Red envelopes containing money are given out to children; depending on a family’s traditions, parents or elders and sometimes unmarried people receive one as well. The envelopes are supposed to bring good luck to both the giver and the receiver. Additionally, some families believe it is best to avoid the number four when giving money, as it is unlucky, and to seek out the number six or eight. Four is unlucky because it rhymes with the word death in Cantonese. Eight is lucky as in Cantonese and Mandarin it is similar to words for well-off and brings great wealth, six is also similar as it is pronounced like another word for well-off in Mandarin and Cantonese.
Another tradition is to hang the Chinese character fook, or fu in mandarin, upside down on a house’s front door during the New Year. The character means happiness or good luck, and the phrase “upside-down” is pronounced similarly to “arrive” in Chinese. In translation, it is customary for guests to say “your fu is upside-down”, which sounds similar to “your happiness has arrived.”
On New Year’s Eve, families gather together for a meal to celebrate. Though many regions or households have different customs, there still exists overarching commonalities among dishes served. The foods have special meanings that relate to the New Year. Some common dishes are spring rolls, which celebrate the coming of spring; dumplings, which represent welcoming to the new year while wishing the old year away; long noodles, which represent long life, and when paired with other ingredients can hold other special wishes; steamed fish, which represent wealth as it has the same pronunciation in Mandarin as “surplus”, and finally oranges, as they look like gold coins to bring wealth.
Each year represents a different animal in the Chinese Zodiac. In total there are 12 animals: the Rat, Ox, Tiger, Rabbit, Dragon, Snake, Horse, Sheep, Monkey, Rooster, Dog, and Pig. This year celebrates the year of the Ox. When it is an individual’s zodiac year, it is seen as a year that they will have to overcome. During their year they will have to protect themselves from bad spirits.
During Lunar New Year there are also lion dances. The lion dance is a traditional Chinese dance that is performed during big events. In Chinese culture, lions represent power and wisdom. The lion dance is extremely important during Lunar New Year and is performed to bring good luck, wealth, and success, as well as chase away bad spirits. The dance is performed in a lion costume, often colored red or yellow, and is accompanied by music with drums, gongs, and cymbals.

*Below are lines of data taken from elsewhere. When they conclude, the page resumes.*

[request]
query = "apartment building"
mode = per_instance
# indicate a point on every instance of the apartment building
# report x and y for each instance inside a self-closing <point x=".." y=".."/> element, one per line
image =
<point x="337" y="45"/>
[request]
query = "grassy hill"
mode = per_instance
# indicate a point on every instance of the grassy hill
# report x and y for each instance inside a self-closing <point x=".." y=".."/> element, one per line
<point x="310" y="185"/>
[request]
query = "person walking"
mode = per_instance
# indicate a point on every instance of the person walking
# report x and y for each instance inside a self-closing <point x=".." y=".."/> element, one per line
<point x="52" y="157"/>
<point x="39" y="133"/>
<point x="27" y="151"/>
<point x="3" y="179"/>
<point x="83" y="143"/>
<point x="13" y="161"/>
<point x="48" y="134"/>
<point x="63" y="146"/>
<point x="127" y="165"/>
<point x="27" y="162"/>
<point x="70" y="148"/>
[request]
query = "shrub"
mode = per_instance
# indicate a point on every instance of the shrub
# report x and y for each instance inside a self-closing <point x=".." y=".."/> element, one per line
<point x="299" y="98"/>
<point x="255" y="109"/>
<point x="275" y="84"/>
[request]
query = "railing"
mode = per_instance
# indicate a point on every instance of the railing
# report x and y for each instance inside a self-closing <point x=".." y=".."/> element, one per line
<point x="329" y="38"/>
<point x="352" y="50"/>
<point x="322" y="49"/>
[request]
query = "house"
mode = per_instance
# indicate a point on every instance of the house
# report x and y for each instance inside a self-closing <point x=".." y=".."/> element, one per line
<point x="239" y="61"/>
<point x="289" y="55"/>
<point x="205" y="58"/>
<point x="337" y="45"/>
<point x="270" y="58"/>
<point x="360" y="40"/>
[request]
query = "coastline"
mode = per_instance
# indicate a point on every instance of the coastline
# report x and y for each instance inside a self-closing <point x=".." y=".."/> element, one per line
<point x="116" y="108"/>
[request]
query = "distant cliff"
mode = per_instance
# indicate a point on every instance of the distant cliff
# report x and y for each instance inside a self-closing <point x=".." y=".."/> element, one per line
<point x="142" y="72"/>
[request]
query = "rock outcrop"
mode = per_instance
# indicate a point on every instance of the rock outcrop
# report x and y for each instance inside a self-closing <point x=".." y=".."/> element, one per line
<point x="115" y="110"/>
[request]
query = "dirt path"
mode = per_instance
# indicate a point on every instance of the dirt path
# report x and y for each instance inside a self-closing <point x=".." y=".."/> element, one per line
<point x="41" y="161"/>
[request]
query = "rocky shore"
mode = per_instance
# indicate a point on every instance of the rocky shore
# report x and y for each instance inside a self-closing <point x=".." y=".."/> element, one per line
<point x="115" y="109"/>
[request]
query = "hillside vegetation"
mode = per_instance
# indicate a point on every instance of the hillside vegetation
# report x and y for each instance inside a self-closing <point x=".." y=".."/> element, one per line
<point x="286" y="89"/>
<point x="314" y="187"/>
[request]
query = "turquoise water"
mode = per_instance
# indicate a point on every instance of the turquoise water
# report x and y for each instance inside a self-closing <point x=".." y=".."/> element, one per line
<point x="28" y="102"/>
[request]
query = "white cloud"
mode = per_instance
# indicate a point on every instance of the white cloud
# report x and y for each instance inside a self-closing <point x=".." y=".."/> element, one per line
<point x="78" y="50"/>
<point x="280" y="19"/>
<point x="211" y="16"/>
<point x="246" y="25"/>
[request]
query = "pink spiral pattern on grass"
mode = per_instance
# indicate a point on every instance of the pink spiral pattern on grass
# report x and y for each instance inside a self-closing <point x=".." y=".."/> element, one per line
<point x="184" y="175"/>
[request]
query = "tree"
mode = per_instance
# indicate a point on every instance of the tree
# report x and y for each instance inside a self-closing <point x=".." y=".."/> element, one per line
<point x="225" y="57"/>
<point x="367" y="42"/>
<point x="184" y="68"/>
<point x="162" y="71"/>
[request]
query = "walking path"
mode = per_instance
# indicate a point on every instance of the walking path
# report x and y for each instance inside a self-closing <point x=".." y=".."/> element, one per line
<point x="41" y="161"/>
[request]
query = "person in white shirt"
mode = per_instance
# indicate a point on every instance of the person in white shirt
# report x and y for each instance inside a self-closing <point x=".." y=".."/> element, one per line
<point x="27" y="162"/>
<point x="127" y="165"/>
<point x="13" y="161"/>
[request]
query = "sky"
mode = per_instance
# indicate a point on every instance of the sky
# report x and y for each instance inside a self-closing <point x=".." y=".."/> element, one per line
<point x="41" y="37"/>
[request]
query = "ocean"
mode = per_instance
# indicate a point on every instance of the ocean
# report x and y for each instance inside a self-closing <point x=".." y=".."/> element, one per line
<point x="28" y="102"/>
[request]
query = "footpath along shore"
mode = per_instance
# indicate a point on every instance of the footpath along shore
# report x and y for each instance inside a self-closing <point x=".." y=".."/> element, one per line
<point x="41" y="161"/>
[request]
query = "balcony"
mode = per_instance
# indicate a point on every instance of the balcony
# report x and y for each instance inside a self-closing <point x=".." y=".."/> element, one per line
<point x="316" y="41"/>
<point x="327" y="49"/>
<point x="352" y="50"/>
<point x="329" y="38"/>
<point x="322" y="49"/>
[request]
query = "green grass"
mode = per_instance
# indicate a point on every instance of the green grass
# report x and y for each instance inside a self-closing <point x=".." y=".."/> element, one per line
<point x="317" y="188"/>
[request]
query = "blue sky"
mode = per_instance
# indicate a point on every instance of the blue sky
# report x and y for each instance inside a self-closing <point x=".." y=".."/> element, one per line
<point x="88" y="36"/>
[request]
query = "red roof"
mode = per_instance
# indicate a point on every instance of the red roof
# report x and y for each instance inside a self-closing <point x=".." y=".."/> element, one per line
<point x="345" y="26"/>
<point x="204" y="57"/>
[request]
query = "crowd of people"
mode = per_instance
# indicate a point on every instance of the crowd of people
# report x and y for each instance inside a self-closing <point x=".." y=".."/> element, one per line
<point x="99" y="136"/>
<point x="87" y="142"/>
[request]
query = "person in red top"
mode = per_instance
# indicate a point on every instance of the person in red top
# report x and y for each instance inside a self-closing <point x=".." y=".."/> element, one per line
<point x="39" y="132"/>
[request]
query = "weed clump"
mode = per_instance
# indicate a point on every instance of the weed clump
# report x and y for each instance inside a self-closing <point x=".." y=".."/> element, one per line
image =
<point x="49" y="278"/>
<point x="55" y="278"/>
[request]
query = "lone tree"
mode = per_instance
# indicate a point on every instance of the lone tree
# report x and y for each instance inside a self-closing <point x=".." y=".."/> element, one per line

The Covid pandemic has affected the way the Lunar new year is celebrated. As large crowds are avoided, many in-person elements of the celebrations had been canceled, such as lion dances, and had instead been opted out for online alternatives. Some families may also join each other virtually, to share a meal together via a zoom call instead of a dining table.
Lunar New Year is an important festival for many, celebrating prosperity, wealth, and luck while transferring into a new year. May the new year bring health, prosperity, and good luck. Kung Hei Fat Choi!